= Cantonment Clinch =

Cantonment Clinch was an Army fort in Pensacola, Florida built about 1822 (originally called Camp Hope and Camp Brady) and active through the early 1830s. It was established during the First Seminole Wars to house United States troops during a yellow fever epidemic in Pensacola and at Fort Barrancas.

==History==
In 1822, the Fourth Infantry Regiment of the U.S. Army, which had been stationed at positions since December 31, 1821, underwent changes due to a yellow fever outbreak in Pensacola. Company I was moved to Dauphin Island, Alabama. The remaining companies relocated to two camps west of Pensacola on Bayou Chico, called Camps Hope and Brady. Here, they constructed Cantonment Clinch in honor of their respected Colonel. This facility was built using logs for nine companies as per the 1821 military regulations, with each company constructing their own log housing. The troops were responsible for the entire construction, including flooring and roofing, with minimal reliance on nails and utilizing wooden pegs and clay for durability. The cantonment, which was whitewashed, provided comfortable quarters that were used for several years without further relocations until at least December 31, 1822.
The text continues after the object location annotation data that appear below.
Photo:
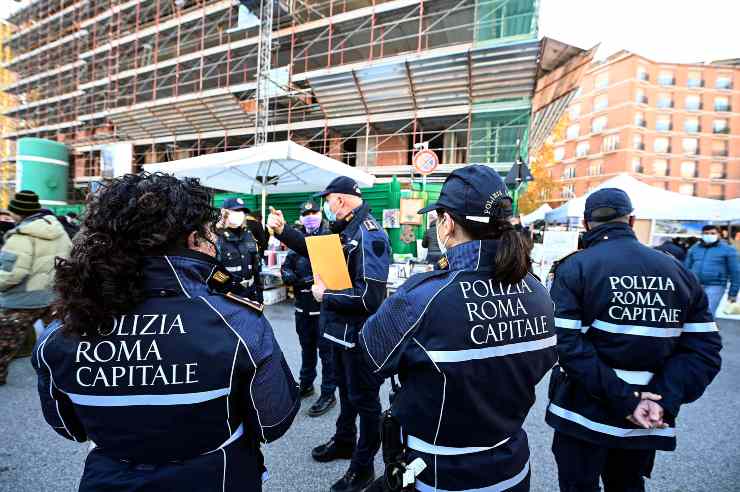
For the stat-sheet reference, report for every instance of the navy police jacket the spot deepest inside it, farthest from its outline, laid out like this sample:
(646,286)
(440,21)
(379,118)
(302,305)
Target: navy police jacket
(367,251)
(296,271)
(239,253)
(469,351)
(629,319)
(177,394)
The camp also served to facilitate the relocation of Creek and Seminole tribes to central Florida and to preempt any Spanish or English military action in the area. Reflective of the expedient fortification practices of the era, it was one of many forts built in mid-19th century Florida, with varying degrees of permanence and purpose, catering to the immediate defense needs of the coastal region. Cantonment Clinch, serving its intended short-term role, was ultimately disbanded as part of this broader pattern of transient military installations.

Officers took United States Army troops to this location to flee an outbreak of yellow fever at other forts and in Pensacola city; they built this cantonment at the head of Bayou Chico circa 1822. The Cantonment lay three miles west of Pensacola. It was then a small town of 181 households, with about one-third the population of mixed race, reflecting its Creek, European and African residents, and their descendants of unions. In 1823, the military renamed this Camp Galvez Spring, and later that year as Cantonment Clinch, after a beloved colonel of their regiment.

The cantonment was built to include ten log barracks and ten quarters for officers, arrayed around a large parade ground. The Post Surgeon began recording weather observations in 1822, summarized in the Army Meteorological Register.

The US Army likely drew from these forces in local wars against the Pensacola and Creek tribes, as well as early Seminole Wars. The Seminole relocated to central Florida. The US military also used their troops to construct roads to other military facilities in west Florida and adjacent portions of Alabama.

The post closed circa 1830; the troops were evacuated to Baton Rouge, Louisiana.